Vielerorts wurde er anfangs nur als billiger Richard Dean Anderson Ersatz gehandhabt - die Rede ist vom ehemaligen Farscape-Star Ben Browder.
Neuerdings verdient er seine Brötchen nämlich als Mitglied von SG-1 und hat wohl auch mittlerweile schon manchen Kritiker in seine Schranken verwiesen, denn er ist so viel mehr als nur ein Ersatz. Wie aber kam er zu Stargate? Browder traf einige der Serienproduzenten, die der festen Überzeugung waren, dass er genau das war, was SG-1 brauchte. "Nun, ich sagte ich schau mal in einige der Episoden rein und als wir uns dann einig waren, schaute ich die gesamte Serie. Und nun, da bin ich!", meint er dazu.
Er schaute sich die gesamte Serie (174 Episoden) an und das in einer Rekordzeit von zweieinhalb Wochen. Respekt, Herr Browder! Aber ist er denn noch bei gesundem Verstand? "Nun, zurechnungsfähig bin ich schon noch, aber womöglich habe ich mittlerweile einen Hirnschaden. Diese Menge an irgendeiner Art von TV ist potenziell schädlich. Die Familie hatte mich ab einem bestimmten Punkt zweifellos satt. Ich sagte, 'Der Fernseher gehört für zweieinhalb Wochen mir; geht raus und spielt was!'. So viel zum Thema elterliche Erziehung! Man verbringt sein Leben damit, seinen Kindern beizubringen, nicht immer vor dem Fernseher zu sitzen, und dann verbringt man selber zweieinhalb Wochen hauptsächlich auf der Couch. Gelegentlich warfen sie eine weitere Tüte Chips und ein paar Sodas herüber.

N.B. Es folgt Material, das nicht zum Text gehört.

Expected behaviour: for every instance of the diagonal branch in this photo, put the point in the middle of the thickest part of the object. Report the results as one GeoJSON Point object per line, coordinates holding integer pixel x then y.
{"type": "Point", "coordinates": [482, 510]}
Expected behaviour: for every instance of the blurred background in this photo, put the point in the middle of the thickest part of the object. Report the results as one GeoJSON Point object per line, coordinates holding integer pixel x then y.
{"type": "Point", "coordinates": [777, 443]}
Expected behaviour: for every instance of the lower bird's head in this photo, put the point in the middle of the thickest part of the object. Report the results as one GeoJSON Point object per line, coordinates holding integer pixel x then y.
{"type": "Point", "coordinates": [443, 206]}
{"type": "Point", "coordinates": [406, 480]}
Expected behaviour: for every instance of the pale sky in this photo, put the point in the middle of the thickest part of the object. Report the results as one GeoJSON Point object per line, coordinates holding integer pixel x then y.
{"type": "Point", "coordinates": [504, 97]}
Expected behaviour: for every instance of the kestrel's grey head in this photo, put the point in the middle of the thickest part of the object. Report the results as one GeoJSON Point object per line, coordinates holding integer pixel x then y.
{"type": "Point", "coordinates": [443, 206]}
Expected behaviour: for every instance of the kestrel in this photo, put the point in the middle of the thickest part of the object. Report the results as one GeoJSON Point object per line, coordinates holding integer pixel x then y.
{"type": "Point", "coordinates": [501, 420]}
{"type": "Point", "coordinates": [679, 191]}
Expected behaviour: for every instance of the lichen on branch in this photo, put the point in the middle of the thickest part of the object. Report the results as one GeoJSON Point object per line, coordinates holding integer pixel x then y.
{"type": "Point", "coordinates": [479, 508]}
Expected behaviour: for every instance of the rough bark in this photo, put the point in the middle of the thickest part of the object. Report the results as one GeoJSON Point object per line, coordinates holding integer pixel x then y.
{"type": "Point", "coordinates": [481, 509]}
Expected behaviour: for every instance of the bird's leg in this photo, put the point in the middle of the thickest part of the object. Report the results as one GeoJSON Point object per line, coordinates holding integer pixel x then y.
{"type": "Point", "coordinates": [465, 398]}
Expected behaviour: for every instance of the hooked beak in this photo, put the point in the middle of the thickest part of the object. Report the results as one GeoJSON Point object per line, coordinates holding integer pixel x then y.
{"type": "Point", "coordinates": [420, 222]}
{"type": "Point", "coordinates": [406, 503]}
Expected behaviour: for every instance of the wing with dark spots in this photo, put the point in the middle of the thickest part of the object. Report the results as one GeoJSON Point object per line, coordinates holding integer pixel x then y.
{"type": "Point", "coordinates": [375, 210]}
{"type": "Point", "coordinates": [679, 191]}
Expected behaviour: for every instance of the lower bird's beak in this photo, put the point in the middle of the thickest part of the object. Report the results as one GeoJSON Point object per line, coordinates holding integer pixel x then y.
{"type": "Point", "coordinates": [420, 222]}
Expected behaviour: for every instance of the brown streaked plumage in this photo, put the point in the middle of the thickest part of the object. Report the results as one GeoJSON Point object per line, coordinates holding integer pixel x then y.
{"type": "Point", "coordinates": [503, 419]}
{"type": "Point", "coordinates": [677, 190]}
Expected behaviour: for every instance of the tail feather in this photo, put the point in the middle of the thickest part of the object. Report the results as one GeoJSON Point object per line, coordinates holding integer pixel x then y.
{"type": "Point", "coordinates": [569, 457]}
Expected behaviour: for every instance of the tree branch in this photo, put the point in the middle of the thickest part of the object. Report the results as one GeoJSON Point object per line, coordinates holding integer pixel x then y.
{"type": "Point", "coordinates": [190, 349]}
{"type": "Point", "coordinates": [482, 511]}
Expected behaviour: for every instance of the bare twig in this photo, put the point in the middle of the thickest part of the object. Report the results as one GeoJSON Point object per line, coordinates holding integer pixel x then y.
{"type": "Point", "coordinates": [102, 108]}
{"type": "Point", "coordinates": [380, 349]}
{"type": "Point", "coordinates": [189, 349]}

Nun, ich dachte es wäre notwendig, wenn man zu einer Serie mit einer solch langen Lebenszeit dazustößt, wenigstens eine Arbeitsanleitung mit ihrer bisherigen Tätigkeit zu haben. Und falls es zu einem Gespräch kommt, an dem es unvermeidlich heißt, 'Okay, das ist bla bla bla', kannst du entgegnen, 'Oh ja, diese Episode hab ich gesehen!'"
Auf seine Ähnlichkeit zu seinem Co-Star Michael Shanks angesprochen, witzelt Browder, dass sie am Set auch immer wieder verwechselt würden und der Vollbart, mit dem Shanks zu Beginn der neunten Season aufwartete, mit Sicherheit dazu da war, um die beiden voneinander unterscheiden zu können. "Wir bewegen uns unterschiedlich und wir klingen auch unterschiedlich und wir ähneln uns vor der Kamera auch nicht so sehr. Ich kann jedenfalls sagen welcher ich bin. Gewöhnlich."
Auch wenn er sie manchmal vom Fernsehen abhält, Ben Browder ist seine Familie, und die Zeit, die er mit ihnen verbringen kann, sehr wichtig. "Du erhältst keine zweite Runde im Leben, also triffst du Entscheidungen, von denen du annimmst, sie wären die besten. Ich habe zwei Jobs und einer davon ist wichtiger als der andere; und der wichtigere ist der, den ich zuhause hab."